Médiations judiciaires et administratives dans les sociétés religieuses.

Médiations judiciaires et administratives dans les sociétés religieuses.

Peut-on parler de médiation judiciaire et administrative dans les sociétés religieuses ?

La réponse à cette question nécessite de questionner le droit propre de ces sociétés à savoir :

  • le droit canonique pour l’Église catholique,
  • la discipline dans les Églises protestantes,
  • la Charia et le Fiqh pour l’Islam,
  • la Thora, le Talmud, la Mishna, les Takkanot et les Res­ponsa pour le judaïsme, etc.

Pour ce qui concerne les Églises chrétiennes, commençons par quelques passages des Écritures :

  • Ne jugez pas, et vous ne serez pas jugés ; ne condamnez pas, et vous ne serez pas condamnés. Pardonnez, et vous se­rez pardonnés. (Luc 6, 37)
  • Votre Père qui est aux cieux ne veut pas qu’un seul de ces petits soit perdu. Si ton frère a commis un péché contre toi, va lui faire des reproches seul à seul. S’il t’écoute, tu as gagné ton frère. S’il ne t’écoute pas, prends en plus avec toi une ou deux personnes afin que toute l’affaire soit réglée sur la parole de deux ou trois té­moins. S’il refuse de les écouter, dis-le à l’assemblée de l’Église ; s’il refuse encore d’écouter l’Église, considère-le comme un païen et un publicain. Amen, je vous le dis : tout ce que vous aurez lié sur la terre sera lié dans le ciel, et tout ce que vous aurez délié sur la terre sera délié dans le ciel. (Mt 18, 14-18)
  • Mets-toi vite d’accord avec ton adversaire pendant que tu es en chemin avec lui, pour éviter que ton adversaire ne te livre au juge, le juge au garde, et qu’on ne te jette en prison. (Mt, 5, 25)
  • Lorsque l’un d’entre vous a un désaccord avec un autre, comment ose-t-il aller en procès devant des juges païens plutôt que devant les fidèles ? (Co, 6, 1)
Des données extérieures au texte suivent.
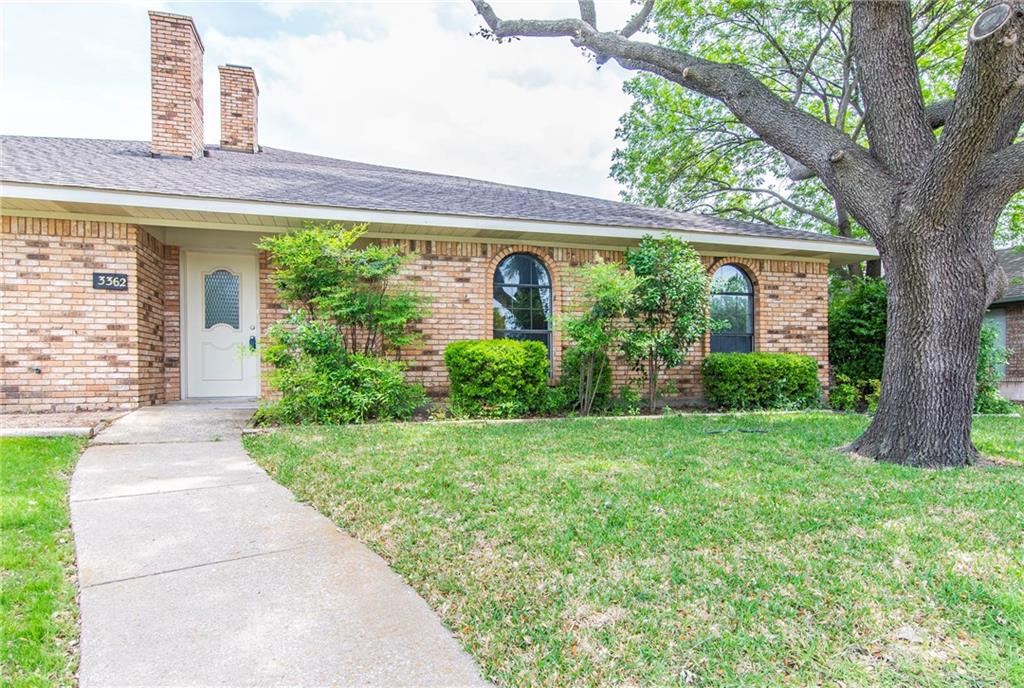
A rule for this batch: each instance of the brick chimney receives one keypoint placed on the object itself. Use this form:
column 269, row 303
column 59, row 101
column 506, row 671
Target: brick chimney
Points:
column 239, row 109
column 176, row 63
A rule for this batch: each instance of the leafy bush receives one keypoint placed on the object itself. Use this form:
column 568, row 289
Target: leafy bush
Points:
column 669, row 308
column 604, row 293
column 573, row 391
column 990, row 357
column 857, row 328
column 320, row 269
column 345, row 316
column 323, row 383
column 872, row 394
column 859, row 395
column 497, row 378
column 760, row 381
column 844, row 395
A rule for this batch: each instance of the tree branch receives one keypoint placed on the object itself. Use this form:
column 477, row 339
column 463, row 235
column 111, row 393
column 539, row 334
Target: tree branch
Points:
column 810, row 212
column 887, row 70
column 937, row 113
column 847, row 170
column 988, row 103
column 640, row 18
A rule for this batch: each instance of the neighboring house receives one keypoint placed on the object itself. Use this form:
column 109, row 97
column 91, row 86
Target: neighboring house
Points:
column 1007, row 315
column 130, row 274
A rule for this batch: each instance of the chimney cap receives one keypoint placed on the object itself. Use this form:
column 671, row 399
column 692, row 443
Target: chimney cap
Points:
column 179, row 17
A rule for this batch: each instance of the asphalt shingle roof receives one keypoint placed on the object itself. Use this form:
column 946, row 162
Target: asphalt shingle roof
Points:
column 284, row 176
column 1012, row 261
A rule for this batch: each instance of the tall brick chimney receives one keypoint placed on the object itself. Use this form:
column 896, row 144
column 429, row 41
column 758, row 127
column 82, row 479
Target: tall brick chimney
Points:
column 176, row 63
column 239, row 109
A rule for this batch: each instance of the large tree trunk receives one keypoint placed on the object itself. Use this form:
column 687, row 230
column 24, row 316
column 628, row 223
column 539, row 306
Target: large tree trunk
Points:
column 929, row 202
column 937, row 300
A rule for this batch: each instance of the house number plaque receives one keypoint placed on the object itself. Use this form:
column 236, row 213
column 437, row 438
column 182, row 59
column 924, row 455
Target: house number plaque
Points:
column 111, row 281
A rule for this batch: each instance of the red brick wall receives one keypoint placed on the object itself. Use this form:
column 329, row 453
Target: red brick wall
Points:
column 239, row 109
column 791, row 304
column 172, row 324
column 101, row 349
column 176, row 63
column 93, row 349
column 150, row 317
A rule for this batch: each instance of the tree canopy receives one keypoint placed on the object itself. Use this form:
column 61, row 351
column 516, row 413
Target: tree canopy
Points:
column 680, row 149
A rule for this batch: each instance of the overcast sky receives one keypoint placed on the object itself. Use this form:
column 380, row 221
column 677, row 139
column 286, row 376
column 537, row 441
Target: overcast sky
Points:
column 392, row 83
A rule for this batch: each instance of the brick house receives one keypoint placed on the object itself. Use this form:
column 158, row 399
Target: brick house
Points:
column 129, row 273
column 1007, row 315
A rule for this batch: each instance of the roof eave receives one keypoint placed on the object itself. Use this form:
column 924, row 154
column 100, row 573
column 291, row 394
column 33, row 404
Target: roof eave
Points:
column 836, row 252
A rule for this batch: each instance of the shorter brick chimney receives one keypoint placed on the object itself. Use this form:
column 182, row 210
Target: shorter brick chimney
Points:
column 239, row 109
column 176, row 77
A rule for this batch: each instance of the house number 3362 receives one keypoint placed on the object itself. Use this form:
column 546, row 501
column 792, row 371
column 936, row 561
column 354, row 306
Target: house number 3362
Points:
column 112, row 281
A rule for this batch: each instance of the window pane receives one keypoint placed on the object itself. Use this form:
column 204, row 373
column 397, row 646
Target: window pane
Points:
column 730, row 280
column 731, row 343
column 522, row 299
column 520, row 268
column 735, row 311
column 221, row 299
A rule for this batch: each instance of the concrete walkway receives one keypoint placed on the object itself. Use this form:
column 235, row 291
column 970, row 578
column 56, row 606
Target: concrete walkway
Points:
column 197, row 569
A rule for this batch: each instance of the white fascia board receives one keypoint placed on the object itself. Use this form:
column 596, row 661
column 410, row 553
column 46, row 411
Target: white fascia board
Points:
column 305, row 212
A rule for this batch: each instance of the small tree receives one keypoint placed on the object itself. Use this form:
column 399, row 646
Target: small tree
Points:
column 669, row 308
column 605, row 290
column 321, row 271
column 346, row 315
column 857, row 328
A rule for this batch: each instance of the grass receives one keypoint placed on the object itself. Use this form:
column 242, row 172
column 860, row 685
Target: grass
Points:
column 38, row 608
column 684, row 550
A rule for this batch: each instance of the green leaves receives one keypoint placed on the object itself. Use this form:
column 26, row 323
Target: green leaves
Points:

De ces passages, interprétés à la lumière de l’ensemble de l’Écriture et de la tradition chrétienne, nous retiendrons cinq points :

  • 1. Les fidèles doivent rechercher par le dialogue, un ac­cord avec leur adversaire ;
  • 2. En cas d’échec, ils doivent faire appel à des tiers, agis­sant comme témoins ou médiateurs[4] ;
  • 3. Les apôtres ont reçu le pouvoir de lier et délier pour le bien de la communauté ;
  • 4. Tous doivent éviter les procès à l’intérieur de la commu­nauté et, a fortiori en dehors d’elle ;
  • 5. Chacun est invité respecter les autres, y compris ceux qui se comportent comme des païens.

Chez les chrétiens, la justice a fonctionné, au point qu’aux IVe et Ve siècles, certains évêques, dont saint Augustin, se plaigni­rent d’être surchargés de procès, qui les détournaient de leur vraie mission.[5]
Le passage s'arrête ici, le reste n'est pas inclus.